SNMP Polling vs. Traps

SNMP has been around for decades.  Many manufacturers build SNMP agents into their products so NMS nodes can monitor their status.  There are two ways SNMP can be used to monitor a device: 1) active regular polling by the NMS to the device and 2) traps sent by the device to the NMS.  Unfortunately, many people seem to only know about one or the other method.  I'm approached regularly with requests to monitor a particular set of devices via SNMP.  I ask what metrics they'd like to monitor (approaching from method #1) and they usually respond with the MIB and say, "We want to monitor everything."  After a simple discussion about what they expect should happen, their requests usually come down to wanting NV to be able to receive any and all traps defined in the MIB.  Oh the humanity.

First of all, any SNMP receiver can receive any trap from any device, usually with minimal configuration (having to do with firewalls and ACLs).  Whether it can do something with that trap is something else entirely.  NV, out of the box, will receive traps from any device that has UDP connectivity with NV.  Using the MIBs already compiled, NV will try to interpret the trap to understand what the trap means.  If you want better interpretation of the trap, compile in a MIB that describes the trap.
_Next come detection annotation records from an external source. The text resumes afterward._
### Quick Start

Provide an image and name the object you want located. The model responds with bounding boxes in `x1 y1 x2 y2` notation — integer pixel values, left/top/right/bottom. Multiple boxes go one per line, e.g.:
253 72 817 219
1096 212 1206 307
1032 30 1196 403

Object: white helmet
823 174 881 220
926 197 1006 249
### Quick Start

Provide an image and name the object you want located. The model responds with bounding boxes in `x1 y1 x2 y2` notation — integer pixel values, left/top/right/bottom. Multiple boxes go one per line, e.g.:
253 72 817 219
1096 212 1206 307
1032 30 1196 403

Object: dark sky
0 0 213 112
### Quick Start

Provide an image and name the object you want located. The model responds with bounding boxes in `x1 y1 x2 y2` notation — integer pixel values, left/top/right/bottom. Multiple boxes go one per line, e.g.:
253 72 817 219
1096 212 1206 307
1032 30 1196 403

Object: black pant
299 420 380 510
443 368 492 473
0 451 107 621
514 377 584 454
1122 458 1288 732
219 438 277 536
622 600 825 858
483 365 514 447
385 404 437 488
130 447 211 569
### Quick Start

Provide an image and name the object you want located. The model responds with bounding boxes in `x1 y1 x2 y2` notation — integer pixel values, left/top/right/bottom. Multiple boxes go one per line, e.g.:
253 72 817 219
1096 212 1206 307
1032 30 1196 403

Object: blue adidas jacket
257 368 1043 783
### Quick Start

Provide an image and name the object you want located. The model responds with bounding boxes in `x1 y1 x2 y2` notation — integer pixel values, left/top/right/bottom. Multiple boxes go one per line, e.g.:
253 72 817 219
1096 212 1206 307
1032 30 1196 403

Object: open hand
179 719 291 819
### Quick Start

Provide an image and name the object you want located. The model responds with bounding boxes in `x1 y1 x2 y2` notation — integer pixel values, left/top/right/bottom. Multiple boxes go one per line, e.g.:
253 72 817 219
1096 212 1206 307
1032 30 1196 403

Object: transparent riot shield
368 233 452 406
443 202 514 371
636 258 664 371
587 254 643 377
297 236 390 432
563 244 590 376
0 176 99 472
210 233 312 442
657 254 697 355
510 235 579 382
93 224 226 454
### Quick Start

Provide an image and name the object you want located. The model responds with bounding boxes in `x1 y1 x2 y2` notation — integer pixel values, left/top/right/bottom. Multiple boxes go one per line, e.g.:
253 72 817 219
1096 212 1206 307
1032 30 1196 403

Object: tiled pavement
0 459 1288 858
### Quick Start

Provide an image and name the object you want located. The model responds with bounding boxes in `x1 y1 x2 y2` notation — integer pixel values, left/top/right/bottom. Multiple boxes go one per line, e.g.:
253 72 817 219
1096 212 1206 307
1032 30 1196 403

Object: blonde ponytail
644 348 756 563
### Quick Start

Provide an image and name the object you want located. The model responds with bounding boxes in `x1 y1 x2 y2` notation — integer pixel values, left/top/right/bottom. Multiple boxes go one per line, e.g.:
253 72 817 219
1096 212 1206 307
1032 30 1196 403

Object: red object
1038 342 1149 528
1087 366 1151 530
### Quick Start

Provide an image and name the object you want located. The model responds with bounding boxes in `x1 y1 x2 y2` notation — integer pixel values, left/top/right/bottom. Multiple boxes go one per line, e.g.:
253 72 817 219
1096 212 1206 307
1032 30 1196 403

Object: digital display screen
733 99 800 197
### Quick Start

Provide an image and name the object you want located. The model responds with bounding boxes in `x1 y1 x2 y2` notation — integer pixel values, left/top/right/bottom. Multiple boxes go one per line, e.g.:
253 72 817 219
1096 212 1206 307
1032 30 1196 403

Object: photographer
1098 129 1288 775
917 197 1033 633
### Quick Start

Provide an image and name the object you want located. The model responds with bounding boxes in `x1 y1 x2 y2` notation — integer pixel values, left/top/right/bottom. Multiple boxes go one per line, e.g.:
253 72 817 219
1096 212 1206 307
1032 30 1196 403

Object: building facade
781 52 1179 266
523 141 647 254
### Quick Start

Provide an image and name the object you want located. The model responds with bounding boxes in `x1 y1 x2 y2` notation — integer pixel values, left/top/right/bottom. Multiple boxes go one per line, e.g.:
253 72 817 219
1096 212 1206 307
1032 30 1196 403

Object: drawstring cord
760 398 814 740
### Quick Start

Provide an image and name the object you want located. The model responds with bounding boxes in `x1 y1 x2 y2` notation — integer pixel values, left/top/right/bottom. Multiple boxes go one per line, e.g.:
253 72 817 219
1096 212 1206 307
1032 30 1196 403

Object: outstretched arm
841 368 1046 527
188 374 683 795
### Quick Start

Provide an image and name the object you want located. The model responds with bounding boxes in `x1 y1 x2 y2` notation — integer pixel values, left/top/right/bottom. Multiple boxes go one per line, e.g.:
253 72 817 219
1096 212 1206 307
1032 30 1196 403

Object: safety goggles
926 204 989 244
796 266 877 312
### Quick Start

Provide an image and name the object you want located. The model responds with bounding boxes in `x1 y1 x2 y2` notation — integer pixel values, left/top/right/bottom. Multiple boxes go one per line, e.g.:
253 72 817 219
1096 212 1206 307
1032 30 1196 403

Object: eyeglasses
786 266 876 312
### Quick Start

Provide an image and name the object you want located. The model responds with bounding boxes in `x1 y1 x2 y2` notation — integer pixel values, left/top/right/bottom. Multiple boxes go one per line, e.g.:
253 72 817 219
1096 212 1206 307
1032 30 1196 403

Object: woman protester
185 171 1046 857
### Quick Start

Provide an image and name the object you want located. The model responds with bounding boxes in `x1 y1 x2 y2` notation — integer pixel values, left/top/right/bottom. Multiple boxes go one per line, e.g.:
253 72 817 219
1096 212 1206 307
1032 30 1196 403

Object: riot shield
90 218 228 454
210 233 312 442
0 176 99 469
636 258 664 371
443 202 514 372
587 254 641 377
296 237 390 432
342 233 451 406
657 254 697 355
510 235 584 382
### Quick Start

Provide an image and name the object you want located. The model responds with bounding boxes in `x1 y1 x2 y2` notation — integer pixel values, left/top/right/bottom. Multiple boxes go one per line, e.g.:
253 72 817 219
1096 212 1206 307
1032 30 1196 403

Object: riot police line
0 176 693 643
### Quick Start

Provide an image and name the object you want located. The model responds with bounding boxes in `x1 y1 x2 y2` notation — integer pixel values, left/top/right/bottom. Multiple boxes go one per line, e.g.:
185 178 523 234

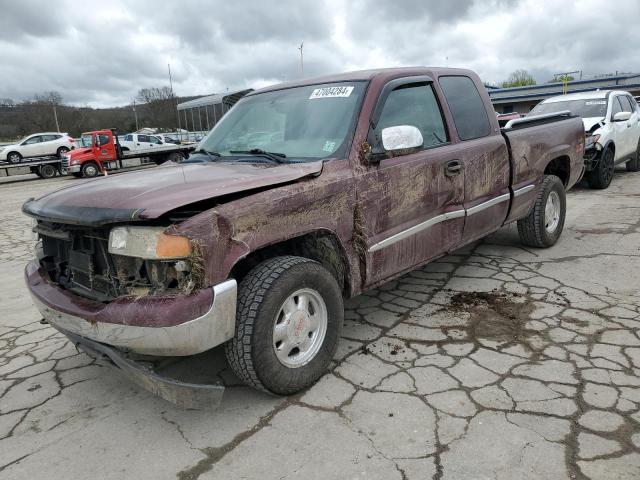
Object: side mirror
613 112 631 122
382 125 424 151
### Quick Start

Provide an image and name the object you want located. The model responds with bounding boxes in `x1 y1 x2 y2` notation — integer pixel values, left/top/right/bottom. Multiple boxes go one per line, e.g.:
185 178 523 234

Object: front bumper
59 329 225 410
25 260 237 356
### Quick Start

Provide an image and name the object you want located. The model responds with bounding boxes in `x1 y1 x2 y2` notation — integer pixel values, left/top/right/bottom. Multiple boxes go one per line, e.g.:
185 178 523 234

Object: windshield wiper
229 148 287 163
193 148 221 162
However, traps are not the best way to go.  Active polling is better for a couple reasons.  Let me draw an analogy: traps are how a typical college kid would communicate with his parents, only calling them when he needs something.  While this does count as communication, the parents aren't very well informed of the kid's progress in school.  Active polling is like a good son who is on a call with his parents every Sunday afternoon, filling them in on his progress on a regular basis.  Obviously, the good son is maintaining better communication with his parents and will be more likely to get the help he needs when or before he needs it.
Active polling has several advantages: 1) since active polling metrics can be stored, historical analysis can be performed, 2) given the historical analysis, thresholds can be set just above 'normal' values to determine when a problem may be forming, before the problem becomes apparent, 3) active polling usually involves some sort of discovery process, which can help identify devices that come online that might not have been configured with the proper SNMP target for traps, and 4) with NV in particular, configuring notifications and alarms based on active polling is much easier and straightforward than on traps.

Traps do have the advantage that if something is wrong that isn't being monitored, the device can still send out a trap indicating that.